Always an anticipated announcement on the music calendar, the Mercury Prize is one of the most prestigious awards that can be given to a British or Irish artist in their career. While the BRITs and Grammys carry that immediate shine of “I’ve made it” success, the Mercury has always celebrated acts a bit more left-field from the mainstream when it comes to songwriting and ingenuity.
Last year’s winner, Michael Kiwanuka, fended off chart heavyweights to claim the prize with Kiwanuka, his soul-searching third album that saw him explore themes of faith, civil rights and self-doubt. Dua Lipa’s Future Nostalgia and Stormzy’s Heavy is the Head, were left at the wayside despite their large commercial success, as was Charli XCX’s ambitious five-week-turnaround lockdown project How I’m Feeling Now and Laura Marling’s A Song For Our Daughter – her third nomination for the prize.
Dropping their final shortlist yesterday, the 2021 Mercury Prize is one of the most diverse yet. gal-dem favourite and BRIT Awards 2021 Breakthrough Artist and Album of the Year nominee Arlo Parks has been put forward for her stunning debut Collapsed in Sunbeams; other first-time nominees include jazz musician Nubya Garcia and soulful rapper-singer-producer Berwyn who – as a Trinidadian residing in Britain since the age of nine and not holding a British passport – is an artist who has benefitted from the recent change to the rules thanks to Rina Sawayama, whose campaigning prompted the decision.
The more alternative side of things are covered by proggy-outfit Black Country, New Road and experimental noisemakers Mogwai, who got their first ever UK number one album in their tenth collection, As the Love Continues. Indie rockers Wolf Alice won the Mercury in 2018 with Visions of a Life and make up a select group of artists to receive a trio of nominations for their albums, including Laura Mvula. Recently returning with third album Pink Noise, the Birmingham-born talent embraced her love of 80s music with a good groove as an audible departure to 2016’s The Dreaming Room and her debut, Sing to the Moon. Seasoned grime MC and rapper Ghetts also gets recognition for the deft and vulnerable Conflict of Interest, his highest charting album to date.

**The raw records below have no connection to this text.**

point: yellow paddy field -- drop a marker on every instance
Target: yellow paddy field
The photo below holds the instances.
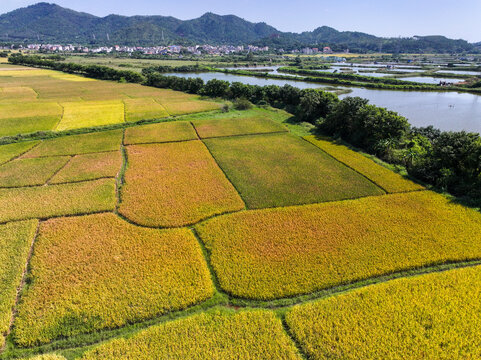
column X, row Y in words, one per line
column 139, row 223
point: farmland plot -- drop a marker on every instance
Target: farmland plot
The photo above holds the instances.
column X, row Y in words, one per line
column 276, row 253
column 219, row 335
column 279, row 170
column 434, row 316
column 174, row 184
column 98, row 271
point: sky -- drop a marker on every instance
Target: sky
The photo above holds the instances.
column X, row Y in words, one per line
column 454, row 19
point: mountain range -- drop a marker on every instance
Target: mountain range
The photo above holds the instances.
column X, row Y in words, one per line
column 44, row 22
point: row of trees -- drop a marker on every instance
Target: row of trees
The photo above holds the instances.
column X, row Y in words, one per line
column 451, row 161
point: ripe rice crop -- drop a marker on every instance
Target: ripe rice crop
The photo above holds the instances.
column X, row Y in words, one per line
column 57, row 200
column 10, row 151
column 276, row 253
column 47, row 357
column 89, row 167
column 174, row 184
column 29, row 172
column 236, row 126
column 15, row 240
column 216, row 335
column 188, row 107
column 16, row 126
column 279, row 170
column 78, row 144
column 98, row 271
column 17, row 93
column 158, row 133
column 388, row 180
column 434, row 316
column 141, row 109
column 78, row 115
column 29, row 109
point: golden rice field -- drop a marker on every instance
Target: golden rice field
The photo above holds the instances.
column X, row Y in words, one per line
column 15, row 242
column 147, row 239
column 57, row 200
column 280, row 170
column 159, row 133
column 11, row 151
column 235, row 126
column 276, row 253
column 388, row 180
column 89, row 167
column 141, row 109
column 189, row 106
column 434, row 316
column 98, row 271
column 174, row 184
column 217, row 335
column 30, row 172
column 78, row 144
column 78, row 115
column 34, row 100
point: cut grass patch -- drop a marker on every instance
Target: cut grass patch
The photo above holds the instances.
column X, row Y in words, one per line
column 387, row 179
column 30, row 172
column 79, row 144
column 277, row 253
column 174, row 184
column 98, row 271
column 84, row 114
column 279, row 170
column 89, row 167
column 236, row 126
column 433, row 316
column 217, row 335
column 143, row 109
column 10, row 151
column 157, row 133
column 57, row 200
column 15, row 241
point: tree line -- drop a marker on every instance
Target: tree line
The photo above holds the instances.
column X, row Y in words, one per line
column 450, row 161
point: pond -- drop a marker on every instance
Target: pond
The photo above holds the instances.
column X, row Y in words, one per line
column 444, row 110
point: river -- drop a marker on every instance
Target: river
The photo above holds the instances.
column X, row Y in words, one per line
column 444, row 110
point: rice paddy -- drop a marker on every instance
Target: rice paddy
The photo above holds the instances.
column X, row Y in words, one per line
column 95, row 272
column 141, row 109
column 78, row 115
column 15, row 241
column 174, row 184
column 159, row 133
column 57, row 200
column 434, row 316
column 277, row 253
column 220, row 335
column 142, row 242
column 280, row 170
column 33, row 100
column 388, row 180
column 30, row 172
column 78, row 144
column 236, row 126
column 11, row 151
column 89, row 167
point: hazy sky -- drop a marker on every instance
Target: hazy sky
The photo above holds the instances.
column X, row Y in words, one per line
column 455, row 19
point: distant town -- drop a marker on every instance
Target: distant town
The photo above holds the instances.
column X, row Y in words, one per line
column 172, row 49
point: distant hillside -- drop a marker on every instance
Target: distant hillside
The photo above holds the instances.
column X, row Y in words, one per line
column 45, row 22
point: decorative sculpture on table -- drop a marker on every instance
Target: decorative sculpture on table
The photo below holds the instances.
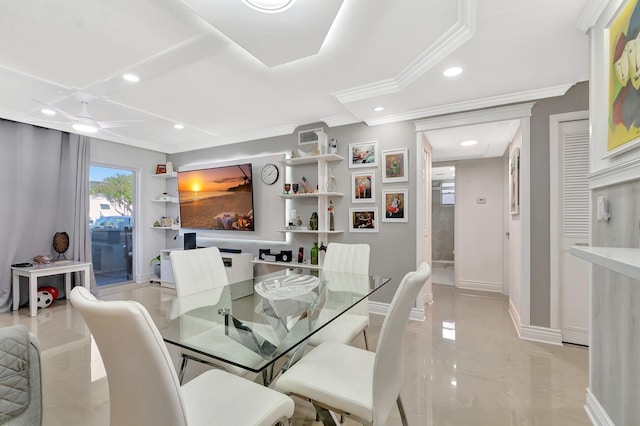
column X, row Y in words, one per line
column 61, row 243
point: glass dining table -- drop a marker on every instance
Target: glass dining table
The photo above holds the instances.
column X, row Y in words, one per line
column 271, row 324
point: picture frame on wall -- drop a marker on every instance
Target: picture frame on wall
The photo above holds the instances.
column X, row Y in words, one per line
column 395, row 205
column 395, row 165
column 623, row 97
column 363, row 187
column 514, row 182
column 363, row 219
column 363, row 154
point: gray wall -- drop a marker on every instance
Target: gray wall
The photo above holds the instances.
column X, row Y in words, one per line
column 576, row 99
column 393, row 249
column 614, row 363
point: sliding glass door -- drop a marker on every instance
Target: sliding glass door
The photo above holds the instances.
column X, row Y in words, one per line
column 111, row 212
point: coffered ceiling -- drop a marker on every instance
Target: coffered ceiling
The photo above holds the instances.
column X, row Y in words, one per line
column 229, row 73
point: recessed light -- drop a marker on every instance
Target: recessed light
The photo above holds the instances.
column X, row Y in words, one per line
column 84, row 128
column 131, row 78
column 269, row 6
column 452, row 72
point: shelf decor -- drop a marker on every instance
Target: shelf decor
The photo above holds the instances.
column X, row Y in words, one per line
column 395, row 165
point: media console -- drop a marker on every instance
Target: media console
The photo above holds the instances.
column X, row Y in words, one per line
column 239, row 267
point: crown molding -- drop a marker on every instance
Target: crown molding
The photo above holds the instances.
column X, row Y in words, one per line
column 511, row 98
column 461, row 32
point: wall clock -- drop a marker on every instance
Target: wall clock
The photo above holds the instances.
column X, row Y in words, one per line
column 270, row 174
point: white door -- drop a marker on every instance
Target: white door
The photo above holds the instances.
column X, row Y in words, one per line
column 572, row 199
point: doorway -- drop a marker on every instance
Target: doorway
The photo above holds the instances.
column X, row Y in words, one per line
column 443, row 223
column 111, row 224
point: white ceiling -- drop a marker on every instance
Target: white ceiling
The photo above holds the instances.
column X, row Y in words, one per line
column 231, row 74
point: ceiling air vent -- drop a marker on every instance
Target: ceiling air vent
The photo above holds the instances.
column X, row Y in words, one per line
column 308, row 136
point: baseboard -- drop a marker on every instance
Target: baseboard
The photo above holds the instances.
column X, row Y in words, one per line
column 596, row 413
column 380, row 308
column 534, row 333
column 479, row 285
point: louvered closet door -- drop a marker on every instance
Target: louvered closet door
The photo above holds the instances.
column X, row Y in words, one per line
column 574, row 230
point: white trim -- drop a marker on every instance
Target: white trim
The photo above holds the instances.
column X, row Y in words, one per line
column 615, row 174
column 596, row 412
column 455, row 37
column 533, row 333
column 380, row 308
column 590, row 14
column 555, row 210
column 475, row 117
column 480, row 285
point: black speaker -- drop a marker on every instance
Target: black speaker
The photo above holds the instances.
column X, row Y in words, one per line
column 189, row 240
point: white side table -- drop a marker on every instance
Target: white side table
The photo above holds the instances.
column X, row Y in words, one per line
column 65, row 267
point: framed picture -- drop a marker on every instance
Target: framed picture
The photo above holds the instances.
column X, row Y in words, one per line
column 514, row 182
column 395, row 165
column 623, row 96
column 395, row 205
column 363, row 187
column 363, row 154
column 363, row 219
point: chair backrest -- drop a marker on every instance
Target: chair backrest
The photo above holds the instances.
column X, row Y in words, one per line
column 197, row 270
column 143, row 385
column 353, row 258
column 388, row 372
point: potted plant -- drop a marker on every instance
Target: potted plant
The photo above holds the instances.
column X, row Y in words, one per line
column 155, row 262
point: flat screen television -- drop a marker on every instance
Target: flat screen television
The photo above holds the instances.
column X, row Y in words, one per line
column 217, row 198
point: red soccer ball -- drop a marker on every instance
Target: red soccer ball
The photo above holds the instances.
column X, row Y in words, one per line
column 52, row 291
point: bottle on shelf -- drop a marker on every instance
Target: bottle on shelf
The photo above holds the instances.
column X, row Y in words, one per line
column 314, row 253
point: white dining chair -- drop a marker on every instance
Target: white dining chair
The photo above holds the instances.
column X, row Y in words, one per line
column 196, row 271
column 143, row 386
column 354, row 382
column 351, row 258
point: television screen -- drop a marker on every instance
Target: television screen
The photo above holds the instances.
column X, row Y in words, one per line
column 219, row 198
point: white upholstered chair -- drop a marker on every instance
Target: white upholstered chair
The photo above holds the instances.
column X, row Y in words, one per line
column 143, row 386
column 352, row 258
column 196, row 271
column 354, row 382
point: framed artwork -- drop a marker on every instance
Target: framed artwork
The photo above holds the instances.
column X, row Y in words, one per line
column 363, row 187
column 395, row 165
column 624, row 81
column 363, row 219
column 363, row 154
column 514, row 182
column 395, row 205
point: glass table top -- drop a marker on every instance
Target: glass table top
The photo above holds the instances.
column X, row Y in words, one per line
column 284, row 309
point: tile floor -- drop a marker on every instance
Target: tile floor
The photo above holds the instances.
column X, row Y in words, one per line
column 464, row 366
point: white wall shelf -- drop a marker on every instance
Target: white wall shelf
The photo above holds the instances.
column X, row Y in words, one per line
column 289, row 264
column 165, row 175
column 313, row 195
column 625, row 261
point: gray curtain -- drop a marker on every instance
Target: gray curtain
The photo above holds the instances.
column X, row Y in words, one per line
column 44, row 175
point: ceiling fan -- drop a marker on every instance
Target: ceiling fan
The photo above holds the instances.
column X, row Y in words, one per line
column 83, row 122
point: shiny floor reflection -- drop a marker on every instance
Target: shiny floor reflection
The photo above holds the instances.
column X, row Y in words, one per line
column 464, row 366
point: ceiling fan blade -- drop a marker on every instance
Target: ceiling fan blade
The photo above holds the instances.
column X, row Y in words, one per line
column 63, row 113
column 121, row 123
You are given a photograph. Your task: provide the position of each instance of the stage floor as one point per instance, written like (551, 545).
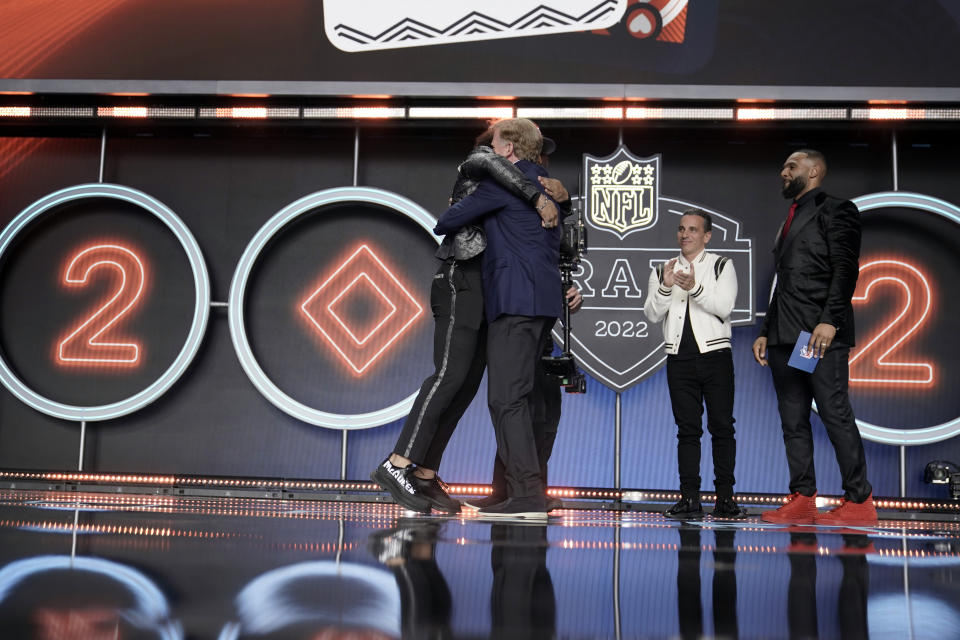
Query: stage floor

It is also heartening to see so many new artists being pushed forward this year, including Celeste, another who scooped both the BRIT Rising Star award and topped the BBC Sound of poll in the same year. Her album Not Your Muse reached number one in the UK charts, but at the other end of the spectrum are mysterious R&B two-piece Sault and ambient electronic artist Hannah Peel who, despite being critically lauded, have had little to no mainstream recognition.
When it comes to the Mercury Prize, it is always hard to say which way the judging panel will swing with the final decision, so in the meantime there’s plenty of time to get comfortable and acquainted with that stellar shortlist. Who is your winner?
Lil Nas X – ‘Industry Baby’ feat. Jack Harlow
He’s baaack! Honestly, who isn’t excited about Lil Nas X’s upcoming album MONTERO when the tracks shared so far have been so consistently good? Latest single ‘Industry Baby’ is his punchiest bit yet, with chunky bass notes, stomping beats and brassy undertones packing a punch; and if that all sounds familiar, it makes perfect sense once you realise it’s Kanye West on production duty.
The Linda Lindas – ‘Oh!’
Just featured on the trailer for Netflix’s The Chair, ‘Oh!’ is a relentlessly catchy outing from youthful Los Angeles four-piece The Linda Lindas. Energetic drums and propulsive bass accelerate the track along its frustrated sel-reflections and catchy choruses – think of the brattish bite of Le Tigre’s ‘Deceptacon’ and you’ll be right on the money. It’s potent punk fun!
Jenay Faith – ‘I’m Cool’
One of the most exciting artists to spring from London this year, Jenay Faith’s sound is a slinky ode to her Turkish and Jamaican roots. New single ‘I’m Cool’ is a perfect example of why, with its coercive tropical rhythms and smooth, luxurious guitar work. The sound belies a less playful sentiment, Jenay saying “It is a track about when things get tough in life, feeling stuck and not knowing who to trust, trying to stay positive and pushing through the struggles”.
Namasenda – ‘Demonic’ feat. La How
Signed to cult label PC Music, Stockholm’s Namasenda is right at home with her contemporaries with her experimental and boundary-pushing brand of hyperpop. This time around, she teams up with Madrid trap artist La How for abrasive new cut ‘Demonic’; produced by label head AG Cook, the track throbs, pulses and whirrs as the two artists go head to head on vocals.
Daisy World – ‘Sundown’
Recently featuring on ‘RISE!’ from Tyler, the Creator’s latest album Call Me If You Get Lost is a plumb gig for any artist, let alone one who was yet to release their debut single. Quickly following up on all the newfound attention, Daisy World’s ‘Sundown’ sees her soulful tone musing on a sour love once the distractions of the day have passed over lucid, lulling guitar work before hitting a trip-hop-meets-jazz climax.